In early 2020 Ana Iti purchased a number of back-issues of Te Pipiwharauroa: he kupu whakamarama, a reo Māori newspaper in print between 1899 and 1913. Over the winter and during Tāmaki Makaurau’s two Covid-19 lockdown periods, the artist spent a long time with these texts, piecing together each kupu (word) line by line, mainly using Google Translate. Kimihia te āhua, Iti’s billboard series’ title, refers to the reader’s search (kimihia) for meaning, for a specific ‘shape’ (āhua), form or tone in order to navigate a text which is new to them, and more generally, to processes of translation.
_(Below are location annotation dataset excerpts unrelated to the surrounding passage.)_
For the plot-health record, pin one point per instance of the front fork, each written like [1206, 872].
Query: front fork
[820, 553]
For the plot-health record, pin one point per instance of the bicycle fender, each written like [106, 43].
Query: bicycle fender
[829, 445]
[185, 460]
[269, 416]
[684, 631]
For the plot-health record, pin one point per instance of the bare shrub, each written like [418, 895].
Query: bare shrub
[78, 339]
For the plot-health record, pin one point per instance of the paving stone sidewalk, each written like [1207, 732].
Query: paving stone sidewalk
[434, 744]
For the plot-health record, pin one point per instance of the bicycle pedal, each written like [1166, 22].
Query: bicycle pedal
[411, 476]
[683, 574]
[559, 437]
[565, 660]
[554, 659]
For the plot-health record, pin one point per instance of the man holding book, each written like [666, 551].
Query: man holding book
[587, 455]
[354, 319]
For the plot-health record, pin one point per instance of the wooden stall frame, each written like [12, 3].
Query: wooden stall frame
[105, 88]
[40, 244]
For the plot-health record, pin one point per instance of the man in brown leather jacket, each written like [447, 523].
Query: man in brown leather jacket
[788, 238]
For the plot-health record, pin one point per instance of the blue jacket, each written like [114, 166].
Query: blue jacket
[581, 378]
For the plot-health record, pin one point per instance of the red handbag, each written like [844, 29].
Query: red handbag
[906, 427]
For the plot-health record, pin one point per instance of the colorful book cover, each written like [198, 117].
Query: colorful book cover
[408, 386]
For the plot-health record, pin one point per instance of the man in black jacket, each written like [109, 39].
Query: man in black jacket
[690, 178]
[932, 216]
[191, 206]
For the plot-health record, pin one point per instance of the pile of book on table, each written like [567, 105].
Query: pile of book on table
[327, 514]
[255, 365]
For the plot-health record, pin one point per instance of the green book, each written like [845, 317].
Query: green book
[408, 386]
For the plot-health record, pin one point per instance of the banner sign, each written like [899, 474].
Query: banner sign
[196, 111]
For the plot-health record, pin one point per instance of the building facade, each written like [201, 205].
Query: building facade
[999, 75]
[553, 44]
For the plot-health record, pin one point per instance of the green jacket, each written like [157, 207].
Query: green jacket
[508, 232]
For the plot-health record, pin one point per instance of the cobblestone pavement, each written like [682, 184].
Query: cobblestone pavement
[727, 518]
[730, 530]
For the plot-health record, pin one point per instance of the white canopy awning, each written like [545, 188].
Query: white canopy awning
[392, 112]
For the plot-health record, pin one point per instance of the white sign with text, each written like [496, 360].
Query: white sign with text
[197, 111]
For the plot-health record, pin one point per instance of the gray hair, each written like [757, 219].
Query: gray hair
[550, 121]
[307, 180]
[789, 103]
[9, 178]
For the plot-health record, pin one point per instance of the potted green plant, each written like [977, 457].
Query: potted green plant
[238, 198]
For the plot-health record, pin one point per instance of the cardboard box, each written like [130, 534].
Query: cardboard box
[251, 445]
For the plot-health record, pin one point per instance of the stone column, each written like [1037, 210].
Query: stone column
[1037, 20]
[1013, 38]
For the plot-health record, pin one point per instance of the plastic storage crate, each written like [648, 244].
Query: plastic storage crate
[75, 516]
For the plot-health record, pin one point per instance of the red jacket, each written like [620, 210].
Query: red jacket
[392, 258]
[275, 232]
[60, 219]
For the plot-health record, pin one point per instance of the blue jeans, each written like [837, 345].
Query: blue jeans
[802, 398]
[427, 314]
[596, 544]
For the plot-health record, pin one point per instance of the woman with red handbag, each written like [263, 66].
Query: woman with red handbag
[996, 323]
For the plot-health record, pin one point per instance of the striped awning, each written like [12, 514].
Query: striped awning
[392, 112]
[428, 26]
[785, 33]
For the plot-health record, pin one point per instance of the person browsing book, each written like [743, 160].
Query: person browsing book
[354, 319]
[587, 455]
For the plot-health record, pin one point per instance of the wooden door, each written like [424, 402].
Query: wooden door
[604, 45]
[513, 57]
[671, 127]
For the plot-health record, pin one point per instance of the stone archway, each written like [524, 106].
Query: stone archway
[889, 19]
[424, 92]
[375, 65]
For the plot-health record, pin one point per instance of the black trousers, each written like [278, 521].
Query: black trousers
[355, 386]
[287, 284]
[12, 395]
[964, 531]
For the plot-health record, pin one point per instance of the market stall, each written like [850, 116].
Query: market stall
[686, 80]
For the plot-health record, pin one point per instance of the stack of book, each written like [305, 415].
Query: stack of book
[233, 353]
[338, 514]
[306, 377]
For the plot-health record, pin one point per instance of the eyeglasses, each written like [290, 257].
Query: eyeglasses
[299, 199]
Te Pipiwharauroa was one of around 40 Māori language newspapers in distribution in Aotearoa in the late nineteenth and early twentieth centuries. The first, Ko te Karere o Nui Tireni, was published by the government in 1842. These newspapers were circulated regionally and nationally, up until the 1930s, by which time there was a significant decrease in the number of speakers of Māori. It has been argued that these were initiated by the Pākehā government with an agenda of assimilation, however niupepa Māori remain a vivid record of cultural history in Aotearoa, the character of te reo at the time, interactions between Māori and Pākehā, iwi life, education, government and local politics, religion, farming and social life. These are records of division and conflict also, spanning the period of wars on the East Coast, Taranaki and the Waikato; they reference Māori representation in parliament, and decisions of the Native Land Court.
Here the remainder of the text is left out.